News / 27 September 2021

iRODS Development Update: September 2021


Hello all! We've reached the end of another month and with that comes exciting iRODS news.

We're excited to report that the C++ REST API and Zone Management Tool (ZMT) are approaching their first official release! We have a few more issues to take care of before release, so look for those within a few days/weeks.

The indexing plugin is almost ready to be released. Support for the NIEHS schema has been implemented and tested. It is now in the final stages of polish.

Metalnx has received quite a number of changes in the past month. Search has been reimplemented to use GenQuery. This change allows Metalnx to honor permissions and present only the logical space. The AVU search and Property search have been combined to provide an interface closer to that of iquest. We hope the community finds these changes helpful moving forward.

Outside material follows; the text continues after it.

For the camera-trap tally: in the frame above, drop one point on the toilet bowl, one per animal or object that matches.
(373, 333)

Jargon is getting support for Replica Access Tokens which enable parallel transfer over multiple streams. Development is going well and we hope to see a release soon. Big thanks to Mike Conway for his work.

Like Jargon, we're working to add support for Replica Access Tokens to the Globus Connector.

We've also been developing a new docker-based test environment for iRODS. This new system is a companion to the iRODS development environment and is being developed with the community in mind. It will allow anyone to run the test suite, add support for new operating systems, iRODS clients, etc. It has already helped us identify bugs that weren't exposed through previous testing systems.

We look forward to seeing what the community thinks of the new tools.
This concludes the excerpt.